The two most commonly ask questions are:
1) “When will it end?”
2) “How quickly will it recover?”
The answer from experts should be “I have no idea”, however that will not get you TV. So, the prognosticators are making their bets on what the ‘other side’ of this might look like. With that comes an explanation of letters that symbolize the different types of recoveries.
Market corrections come in many shapes and sizes. However, economists tend to refer to the following four shapes the most:
V-shaped correction are corrections that begin with a steep fall but then quickly find a bottom, turn back around and move immediately higher.
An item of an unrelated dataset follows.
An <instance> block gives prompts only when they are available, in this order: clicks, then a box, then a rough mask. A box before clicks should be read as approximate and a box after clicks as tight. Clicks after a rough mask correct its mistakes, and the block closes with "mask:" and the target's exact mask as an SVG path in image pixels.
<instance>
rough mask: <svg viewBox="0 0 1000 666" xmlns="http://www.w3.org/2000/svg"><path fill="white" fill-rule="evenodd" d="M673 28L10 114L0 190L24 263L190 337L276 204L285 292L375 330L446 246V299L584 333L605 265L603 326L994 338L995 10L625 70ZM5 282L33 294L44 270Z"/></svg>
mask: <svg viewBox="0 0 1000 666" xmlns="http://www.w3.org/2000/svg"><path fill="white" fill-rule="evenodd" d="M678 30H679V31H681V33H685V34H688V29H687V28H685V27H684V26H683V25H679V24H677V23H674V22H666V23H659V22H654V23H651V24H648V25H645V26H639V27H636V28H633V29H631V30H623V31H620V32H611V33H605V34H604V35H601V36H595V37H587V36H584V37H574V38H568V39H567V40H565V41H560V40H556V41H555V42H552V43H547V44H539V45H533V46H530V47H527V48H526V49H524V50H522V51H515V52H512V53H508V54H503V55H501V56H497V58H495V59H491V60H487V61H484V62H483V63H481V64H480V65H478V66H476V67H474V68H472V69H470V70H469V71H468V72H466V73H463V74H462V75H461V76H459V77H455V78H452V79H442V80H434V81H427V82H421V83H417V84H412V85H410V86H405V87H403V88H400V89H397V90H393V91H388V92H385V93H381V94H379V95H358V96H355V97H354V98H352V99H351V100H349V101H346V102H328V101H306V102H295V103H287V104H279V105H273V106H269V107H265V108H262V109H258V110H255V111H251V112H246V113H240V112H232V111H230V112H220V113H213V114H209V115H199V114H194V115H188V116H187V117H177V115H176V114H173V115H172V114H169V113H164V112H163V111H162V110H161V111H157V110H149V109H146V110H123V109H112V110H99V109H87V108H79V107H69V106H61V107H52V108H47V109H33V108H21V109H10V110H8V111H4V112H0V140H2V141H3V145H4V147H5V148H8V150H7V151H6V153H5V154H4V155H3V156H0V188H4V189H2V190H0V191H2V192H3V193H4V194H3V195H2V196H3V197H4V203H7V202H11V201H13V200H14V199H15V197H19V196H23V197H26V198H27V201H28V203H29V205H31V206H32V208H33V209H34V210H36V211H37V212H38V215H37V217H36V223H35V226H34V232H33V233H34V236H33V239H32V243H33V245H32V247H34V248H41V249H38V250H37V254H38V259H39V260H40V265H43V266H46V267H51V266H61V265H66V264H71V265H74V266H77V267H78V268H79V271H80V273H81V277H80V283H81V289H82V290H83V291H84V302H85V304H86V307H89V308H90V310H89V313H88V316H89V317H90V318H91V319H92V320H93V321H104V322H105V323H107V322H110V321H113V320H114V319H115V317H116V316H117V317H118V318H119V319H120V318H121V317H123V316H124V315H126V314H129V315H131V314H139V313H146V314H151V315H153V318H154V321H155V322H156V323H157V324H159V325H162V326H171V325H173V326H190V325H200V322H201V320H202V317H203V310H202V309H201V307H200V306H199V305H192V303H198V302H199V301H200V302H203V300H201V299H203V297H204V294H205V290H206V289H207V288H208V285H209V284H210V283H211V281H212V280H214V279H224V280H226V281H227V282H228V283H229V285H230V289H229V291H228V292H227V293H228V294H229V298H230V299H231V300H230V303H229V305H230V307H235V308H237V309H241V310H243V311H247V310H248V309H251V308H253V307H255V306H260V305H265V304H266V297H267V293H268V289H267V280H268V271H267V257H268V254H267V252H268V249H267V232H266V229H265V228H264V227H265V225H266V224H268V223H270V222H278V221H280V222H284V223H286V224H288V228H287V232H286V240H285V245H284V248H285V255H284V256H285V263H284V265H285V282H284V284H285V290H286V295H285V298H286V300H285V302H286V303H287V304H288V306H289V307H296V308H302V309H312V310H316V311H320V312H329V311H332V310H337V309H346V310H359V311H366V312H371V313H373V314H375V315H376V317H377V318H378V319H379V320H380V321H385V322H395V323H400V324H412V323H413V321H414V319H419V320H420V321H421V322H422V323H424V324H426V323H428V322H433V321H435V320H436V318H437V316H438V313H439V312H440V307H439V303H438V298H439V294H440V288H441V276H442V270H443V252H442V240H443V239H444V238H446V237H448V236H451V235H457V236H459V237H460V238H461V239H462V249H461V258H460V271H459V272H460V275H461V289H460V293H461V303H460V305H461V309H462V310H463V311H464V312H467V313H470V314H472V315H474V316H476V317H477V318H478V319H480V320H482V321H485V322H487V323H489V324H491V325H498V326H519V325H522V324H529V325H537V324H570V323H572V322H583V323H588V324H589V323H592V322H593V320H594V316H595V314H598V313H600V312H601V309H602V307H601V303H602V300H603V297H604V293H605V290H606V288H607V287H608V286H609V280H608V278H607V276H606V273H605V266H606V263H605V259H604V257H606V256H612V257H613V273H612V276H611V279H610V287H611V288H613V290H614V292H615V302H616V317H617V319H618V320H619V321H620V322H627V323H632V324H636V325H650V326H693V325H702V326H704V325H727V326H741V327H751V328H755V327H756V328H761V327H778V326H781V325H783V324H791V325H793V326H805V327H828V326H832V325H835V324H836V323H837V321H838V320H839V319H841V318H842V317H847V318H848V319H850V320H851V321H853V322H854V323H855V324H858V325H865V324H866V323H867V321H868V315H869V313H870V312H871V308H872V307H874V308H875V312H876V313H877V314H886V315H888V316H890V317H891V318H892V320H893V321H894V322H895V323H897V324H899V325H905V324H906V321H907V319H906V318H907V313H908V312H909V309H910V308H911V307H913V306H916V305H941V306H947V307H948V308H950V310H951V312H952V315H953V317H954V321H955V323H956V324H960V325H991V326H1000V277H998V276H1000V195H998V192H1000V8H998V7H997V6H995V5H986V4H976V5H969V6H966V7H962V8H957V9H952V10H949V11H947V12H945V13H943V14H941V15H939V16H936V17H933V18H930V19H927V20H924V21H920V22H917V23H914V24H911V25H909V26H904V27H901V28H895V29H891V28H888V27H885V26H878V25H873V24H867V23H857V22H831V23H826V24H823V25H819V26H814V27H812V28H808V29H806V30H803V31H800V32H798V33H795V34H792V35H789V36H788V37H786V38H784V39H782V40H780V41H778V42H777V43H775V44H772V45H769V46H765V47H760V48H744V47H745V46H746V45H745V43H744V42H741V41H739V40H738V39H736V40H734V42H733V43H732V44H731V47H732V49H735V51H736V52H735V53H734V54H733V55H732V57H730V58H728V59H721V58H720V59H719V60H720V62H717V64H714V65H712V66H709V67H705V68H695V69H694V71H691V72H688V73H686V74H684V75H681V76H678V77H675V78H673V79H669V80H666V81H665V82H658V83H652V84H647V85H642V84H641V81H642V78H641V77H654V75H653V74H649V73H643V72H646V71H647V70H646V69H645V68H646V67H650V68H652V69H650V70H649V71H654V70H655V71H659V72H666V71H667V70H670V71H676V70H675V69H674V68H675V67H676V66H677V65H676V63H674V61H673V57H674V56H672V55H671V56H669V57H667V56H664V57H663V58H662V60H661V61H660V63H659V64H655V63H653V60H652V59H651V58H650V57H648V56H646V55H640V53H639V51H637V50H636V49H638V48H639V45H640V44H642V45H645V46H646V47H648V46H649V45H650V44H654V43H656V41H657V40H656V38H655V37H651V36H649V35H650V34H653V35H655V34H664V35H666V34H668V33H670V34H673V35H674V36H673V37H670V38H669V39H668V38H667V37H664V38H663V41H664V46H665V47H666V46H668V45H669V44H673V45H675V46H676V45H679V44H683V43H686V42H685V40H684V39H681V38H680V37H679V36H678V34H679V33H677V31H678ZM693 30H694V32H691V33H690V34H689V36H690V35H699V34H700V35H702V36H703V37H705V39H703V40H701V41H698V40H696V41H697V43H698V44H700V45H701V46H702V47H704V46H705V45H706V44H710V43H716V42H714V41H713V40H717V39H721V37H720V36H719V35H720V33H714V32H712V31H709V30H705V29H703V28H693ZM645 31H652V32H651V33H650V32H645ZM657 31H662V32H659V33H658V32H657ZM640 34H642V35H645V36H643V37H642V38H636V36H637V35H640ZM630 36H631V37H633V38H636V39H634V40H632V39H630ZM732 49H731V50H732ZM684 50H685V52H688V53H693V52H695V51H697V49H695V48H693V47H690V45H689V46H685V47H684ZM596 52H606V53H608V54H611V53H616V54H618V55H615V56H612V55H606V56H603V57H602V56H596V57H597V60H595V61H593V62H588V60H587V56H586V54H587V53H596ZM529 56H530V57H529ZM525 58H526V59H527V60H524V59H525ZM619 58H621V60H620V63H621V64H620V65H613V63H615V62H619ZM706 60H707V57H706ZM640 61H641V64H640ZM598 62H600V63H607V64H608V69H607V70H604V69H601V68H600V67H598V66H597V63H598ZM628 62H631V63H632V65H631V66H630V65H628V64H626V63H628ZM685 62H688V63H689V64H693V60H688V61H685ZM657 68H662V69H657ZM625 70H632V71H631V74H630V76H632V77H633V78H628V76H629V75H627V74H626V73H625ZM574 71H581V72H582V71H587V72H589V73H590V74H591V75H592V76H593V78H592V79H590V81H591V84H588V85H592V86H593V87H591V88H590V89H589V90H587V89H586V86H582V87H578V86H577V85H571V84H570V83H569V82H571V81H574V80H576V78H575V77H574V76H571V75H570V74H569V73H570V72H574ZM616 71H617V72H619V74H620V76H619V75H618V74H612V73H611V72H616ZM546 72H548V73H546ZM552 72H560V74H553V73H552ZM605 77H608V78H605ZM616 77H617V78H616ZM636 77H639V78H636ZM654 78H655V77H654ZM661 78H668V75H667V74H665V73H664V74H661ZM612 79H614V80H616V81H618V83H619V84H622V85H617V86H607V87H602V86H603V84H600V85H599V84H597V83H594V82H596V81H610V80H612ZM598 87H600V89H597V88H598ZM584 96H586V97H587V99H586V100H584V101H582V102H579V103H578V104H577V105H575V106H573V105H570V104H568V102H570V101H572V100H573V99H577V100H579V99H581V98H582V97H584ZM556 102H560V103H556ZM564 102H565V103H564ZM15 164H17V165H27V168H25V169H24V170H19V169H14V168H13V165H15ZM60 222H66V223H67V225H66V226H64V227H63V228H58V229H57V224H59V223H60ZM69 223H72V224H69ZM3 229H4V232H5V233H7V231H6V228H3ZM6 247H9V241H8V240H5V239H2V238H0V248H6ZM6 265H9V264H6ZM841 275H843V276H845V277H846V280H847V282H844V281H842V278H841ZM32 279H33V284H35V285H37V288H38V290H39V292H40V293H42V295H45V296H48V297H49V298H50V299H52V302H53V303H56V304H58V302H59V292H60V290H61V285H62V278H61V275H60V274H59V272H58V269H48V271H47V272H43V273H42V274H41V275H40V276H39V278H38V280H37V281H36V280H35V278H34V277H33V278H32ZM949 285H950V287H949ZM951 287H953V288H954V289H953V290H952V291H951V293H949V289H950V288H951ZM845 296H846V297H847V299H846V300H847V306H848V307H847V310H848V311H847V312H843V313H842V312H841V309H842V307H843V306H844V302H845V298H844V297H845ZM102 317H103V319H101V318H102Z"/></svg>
A V-shaped correction is a best-case scenario.
We most recently experienced this 3rd Quarter 2018 into 1st Quarter 2019.
The correction of 1990 to 1991 and the correction of 2001, both of which only lasted eight months and are considered to be V-shaped corrections.
U-shaped corrections begin with a slightly slower decline but then remain at the bottom for an extended period of time before turning around and moving higher again.
The correction from 1971 through 1978 when both unemployment and inflation were high for years is considered a U-shaped correction.
W-shaped corrections are corrections that begin like V-shaped corrections but then end up turning back down again after showing false signs of recovery. W-shaped corrections are also called “double-dip corrections” because the economy drops twice before a full recovery is achieved.
A W-shaped correction is painful because many investors who jump back into the markets after they believe the economy has found a bottom end up getting burned twice once on the way down and then once again after the false recovery.
The corrections of 1980 that double dipped in 1981 and 1982 is a great example of a W-shaped recovery.
L-shaped corrections are corrections that fall quickly and fail to recover. An L-shaped correction is a worst-case scenario because they offer no hope of a quick recovery.
The Japanese recession that began in the early 1990s is considered an L-shaped recession.
Well there you have it. Four of the possibilities for the market future. The "L-Shape" recovery has a lot of traction with the economist I follow and I tend to lean towards this one if I have to make a choice. My reasons are this, we simply do not know the long-term global impact of Covid-19. At this point we do not have the proverbial "light at the end of the tunnel". Once we can see an end to this it will be easier to predict the future.
So I am saying what the experts should be saying; "I have no idea". In 25+ years and all my economic study I have not seen anything quite like this. Since I am not on TV, I am allowed to actually be honest. For me, I would sit this one out. Cash is king and only giving up the returns from 2019 to not put myself in harms way of all the unknowns seems like good strategy at this point in the game.
Best of luck, stay home, wash your hands, love your family, call your friends and we will get through this together.